Nelle pagine centrali
si parlava di qualcosa che mi è parso estremamente interessante: si trattava di
una persona che era riuscita ad annotare tutti i sogni fatti nell’arco di anni,
tanto da costituire uno scaffale pieno di quaderni con le storie vissute
soltanto con la mente nell’attimo stesso del suo riposo. L’articolo sosteneva
che questa persona, rileggendo in seguito il materiale che giorno per giorno
aveva accumulato, ad un tratto si era accorta che c’era un senso preciso che
animava quei sogni, quasi un filo rosso che legava tutte quelle storie e quelle
parole, tanto da spingerla a trarne un libro completo, voluminoso, quasi un ciclo
di romanzi.
Mi è parso subito un
incoraggiamento alla vita quell’articolo, come se tutto fosse sempre possibile,
anche nel momento di intimità massima come dormire. Ho tardato ancora prima di
andare a rinchiudermi nel mio ufficio, ho pensato a lungo agli aspetti che
poteva delineare un’esperienza del genere. Ho guardato la strada fuori dai
vetri, ho seguito con lo sguardo qualche passante di fretta che inseguiva
qualcosa; mi sono soffermato a mettere fuori fuoco le immagini che giungevano
via via davanti ai miei occhi, e ad estraniarmi almeno in parte dal luogo pubblico
dove restavo ancora seduto. Il cameriere mi ha toccato una spalla: sta bene?,
mi ha chiesto, io gli ho sorriso e mi sono alzato dal tavolino.
L’aria fredda della
mattina sembrava adesso soltanto un ricordo lontano di qualcosa che all’inizio appariva
forse piacevole, ma che dopo pochi minuti era già un’altra cosa: la
consapevolezza della forza che si poteva avere dentro se stessi pareva
spingermi lontano da tutto, come se non fossi più una vera parte dell’intero
ingranaggio già in movimento.
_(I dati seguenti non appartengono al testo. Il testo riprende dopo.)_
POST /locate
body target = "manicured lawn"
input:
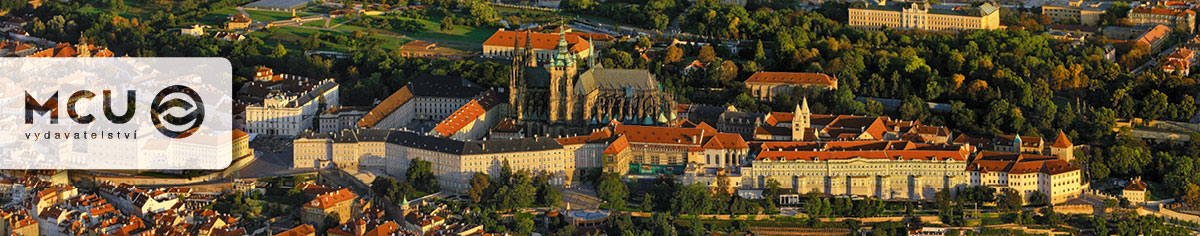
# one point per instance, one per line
(291, 37)
(460, 32)
(217, 18)
(432, 30)
(269, 16)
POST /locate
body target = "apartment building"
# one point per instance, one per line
(285, 104)
(1075, 11)
(453, 161)
(877, 169)
(1173, 18)
(1026, 174)
(766, 85)
(425, 98)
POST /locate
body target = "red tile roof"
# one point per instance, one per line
(1062, 141)
(331, 199)
(304, 229)
(870, 150)
(617, 146)
(1163, 11)
(385, 108)
(582, 139)
(1019, 163)
(1135, 185)
(540, 40)
(460, 119)
(1155, 35)
(793, 78)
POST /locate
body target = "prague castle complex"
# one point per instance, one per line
(562, 98)
(923, 16)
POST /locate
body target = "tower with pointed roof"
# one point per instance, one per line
(1017, 143)
(1062, 147)
(562, 79)
(516, 82)
(559, 96)
(801, 120)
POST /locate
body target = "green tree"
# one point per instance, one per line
(707, 54)
(447, 23)
(420, 175)
(1192, 195)
(525, 224)
(612, 191)
(759, 53)
(1155, 106)
(673, 54)
(479, 187)
(279, 52)
(691, 199)
(312, 42)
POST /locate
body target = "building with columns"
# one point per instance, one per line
(561, 98)
(285, 104)
(923, 16)
(454, 162)
(1027, 174)
(766, 85)
(877, 169)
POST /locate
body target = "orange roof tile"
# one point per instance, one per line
(540, 40)
(1019, 163)
(303, 230)
(1153, 35)
(792, 78)
(1062, 141)
(460, 119)
(331, 199)
(617, 146)
(385, 108)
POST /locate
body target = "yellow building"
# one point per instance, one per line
(766, 85)
(1075, 11)
(454, 162)
(923, 16)
(340, 201)
(1027, 174)
(649, 150)
(1169, 17)
(877, 169)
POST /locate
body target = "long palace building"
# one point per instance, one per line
(877, 169)
(923, 16)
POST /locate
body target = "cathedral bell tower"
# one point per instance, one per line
(516, 79)
(801, 120)
(562, 82)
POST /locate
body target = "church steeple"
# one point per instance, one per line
(592, 53)
(564, 56)
(531, 53)
(801, 120)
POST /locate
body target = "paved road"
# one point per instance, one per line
(581, 197)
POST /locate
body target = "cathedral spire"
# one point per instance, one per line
(564, 58)
(531, 53)
(592, 53)
(801, 120)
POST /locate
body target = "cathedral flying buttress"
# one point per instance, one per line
(558, 98)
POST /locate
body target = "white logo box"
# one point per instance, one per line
(105, 144)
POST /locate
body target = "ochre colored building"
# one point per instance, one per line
(923, 16)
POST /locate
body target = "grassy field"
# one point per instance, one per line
(216, 18)
(432, 30)
(269, 16)
(291, 38)
(459, 34)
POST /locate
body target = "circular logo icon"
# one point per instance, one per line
(195, 112)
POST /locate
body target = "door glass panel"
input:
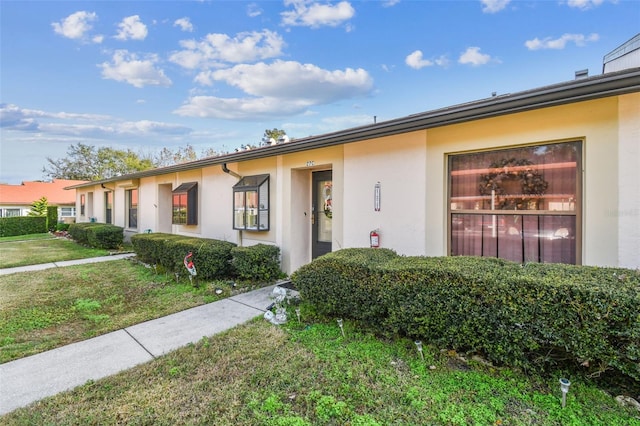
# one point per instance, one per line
(325, 210)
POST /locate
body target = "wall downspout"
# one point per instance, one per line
(237, 176)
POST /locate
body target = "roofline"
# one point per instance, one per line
(596, 87)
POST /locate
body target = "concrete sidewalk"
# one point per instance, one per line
(30, 379)
(42, 266)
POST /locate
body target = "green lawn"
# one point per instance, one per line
(260, 374)
(46, 309)
(29, 237)
(42, 250)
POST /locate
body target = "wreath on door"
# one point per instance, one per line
(327, 206)
(531, 182)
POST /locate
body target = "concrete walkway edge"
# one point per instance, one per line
(32, 378)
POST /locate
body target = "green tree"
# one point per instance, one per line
(273, 134)
(86, 162)
(39, 207)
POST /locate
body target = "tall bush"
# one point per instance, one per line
(531, 316)
(212, 258)
(260, 262)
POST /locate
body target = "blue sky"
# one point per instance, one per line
(214, 74)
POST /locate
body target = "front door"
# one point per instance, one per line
(322, 213)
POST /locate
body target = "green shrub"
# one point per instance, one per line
(212, 258)
(52, 218)
(530, 316)
(61, 226)
(78, 231)
(22, 225)
(260, 262)
(99, 235)
(105, 236)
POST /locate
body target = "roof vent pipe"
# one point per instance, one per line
(231, 172)
(582, 74)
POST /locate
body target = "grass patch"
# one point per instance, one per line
(259, 374)
(29, 237)
(32, 252)
(46, 309)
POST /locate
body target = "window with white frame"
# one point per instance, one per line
(11, 212)
(132, 207)
(108, 207)
(520, 204)
(67, 211)
(251, 203)
(185, 204)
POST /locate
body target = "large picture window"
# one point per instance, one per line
(251, 203)
(185, 204)
(132, 208)
(519, 204)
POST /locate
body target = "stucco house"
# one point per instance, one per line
(16, 200)
(550, 174)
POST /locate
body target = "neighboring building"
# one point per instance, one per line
(16, 200)
(545, 175)
(623, 57)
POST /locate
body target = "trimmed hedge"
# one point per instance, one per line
(530, 316)
(212, 258)
(98, 235)
(22, 225)
(260, 262)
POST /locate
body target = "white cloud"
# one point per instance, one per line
(416, 61)
(218, 49)
(127, 67)
(184, 24)
(308, 13)
(493, 6)
(293, 80)
(277, 89)
(560, 43)
(253, 10)
(472, 56)
(76, 25)
(584, 4)
(390, 3)
(73, 124)
(131, 28)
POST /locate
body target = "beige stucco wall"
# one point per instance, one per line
(412, 171)
(399, 164)
(628, 212)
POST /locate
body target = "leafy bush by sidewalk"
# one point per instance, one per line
(531, 316)
(214, 259)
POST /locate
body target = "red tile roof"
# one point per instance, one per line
(28, 192)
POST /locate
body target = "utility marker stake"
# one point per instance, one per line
(564, 387)
(419, 347)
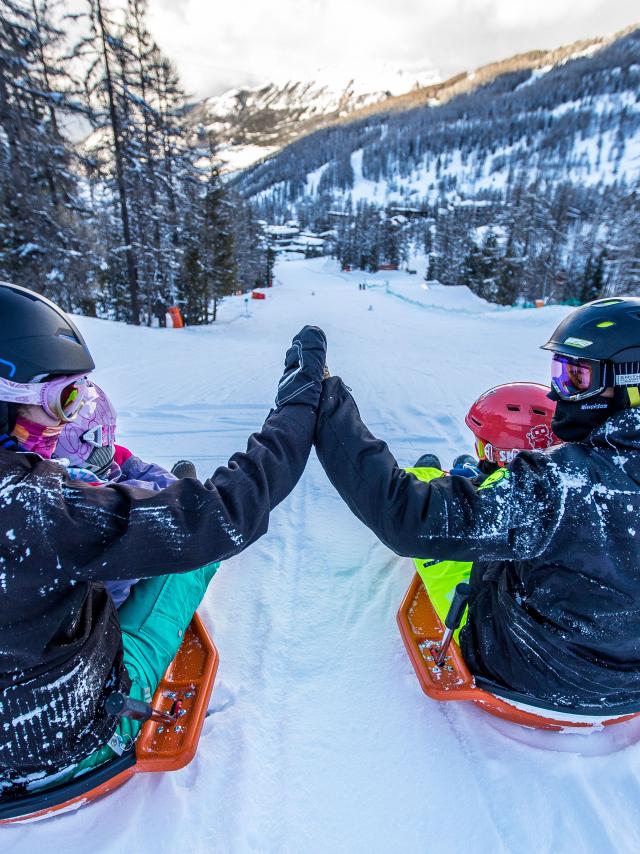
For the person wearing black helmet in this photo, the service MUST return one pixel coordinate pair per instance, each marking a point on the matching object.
(61, 640)
(554, 537)
(595, 365)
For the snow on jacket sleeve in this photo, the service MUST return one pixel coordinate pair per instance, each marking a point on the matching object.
(512, 515)
(119, 531)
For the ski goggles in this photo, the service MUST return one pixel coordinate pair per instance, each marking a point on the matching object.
(61, 398)
(499, 456)
(575, 378)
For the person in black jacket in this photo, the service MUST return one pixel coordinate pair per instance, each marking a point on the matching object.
(554, 611)
(61, 649)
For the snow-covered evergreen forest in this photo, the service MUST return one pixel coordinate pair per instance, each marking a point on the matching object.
(135, 218)
(526, 187)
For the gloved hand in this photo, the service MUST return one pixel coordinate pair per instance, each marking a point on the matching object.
(303, 368)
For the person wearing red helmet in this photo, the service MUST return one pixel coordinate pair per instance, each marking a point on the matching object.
(554, 600)
(505, 420)
(511, 418)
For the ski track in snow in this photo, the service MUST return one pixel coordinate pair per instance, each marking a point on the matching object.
(319, 738)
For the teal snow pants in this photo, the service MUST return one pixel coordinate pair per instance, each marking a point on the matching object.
(153, 621)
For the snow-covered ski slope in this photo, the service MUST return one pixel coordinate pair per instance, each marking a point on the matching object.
(321, 739)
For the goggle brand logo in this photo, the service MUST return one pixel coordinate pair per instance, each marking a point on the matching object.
(540, 437)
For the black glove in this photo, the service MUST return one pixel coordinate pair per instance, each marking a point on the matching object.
(7, 422)
(303, 368)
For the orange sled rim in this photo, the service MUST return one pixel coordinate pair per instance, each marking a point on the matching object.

Ero vicino all’edificio dove mi recavo per il mio
lavoro, ma nella realtà mi sentivo lontano da lì, proiettato dietro a pensieri
che non avevo mai fatto, come se la mia mente in autonomia avesse preso il
controllo completo delle scelte da fare.
Con lentezza
estenuante mi avvicinavo al palazzo di uffici, cosciente di essere già in forte
ritardo: un’indifferenza completa continuava a determinare i miei movimenti; le
persone attorno si muovevano con rapidità, le auto, i mezzi pubblici, tutto
quanto era proiettato in un vortice che non faceva più parte di me, come mi
fossi sganciato da tutto, e all’improvviso sentissi una forte lontananza da ciò
che ero stato, e che di fatto avrei dovuto essere ancora.
Gli ultimi passi
prima di arrivare al lavoro si facevano sempre più estenuanti, gettandomi in un
torpore colmo di disagio, quasi la ricerca faticosa di resistere prima di
tornare ad essere l’uomo di sempre. Forse, d’improvviso, avrei voluto addirittura
recuperare del tempo, magari mettermi a correre, ma pareva impossibile, come se
le mie gambe non fossero adatte ad una sfida del genere. Infine ho avvertito
vicinissimo un suono elettronico che continuava a trillare, e così, di
soprassalto, mi sono svegliato davvero.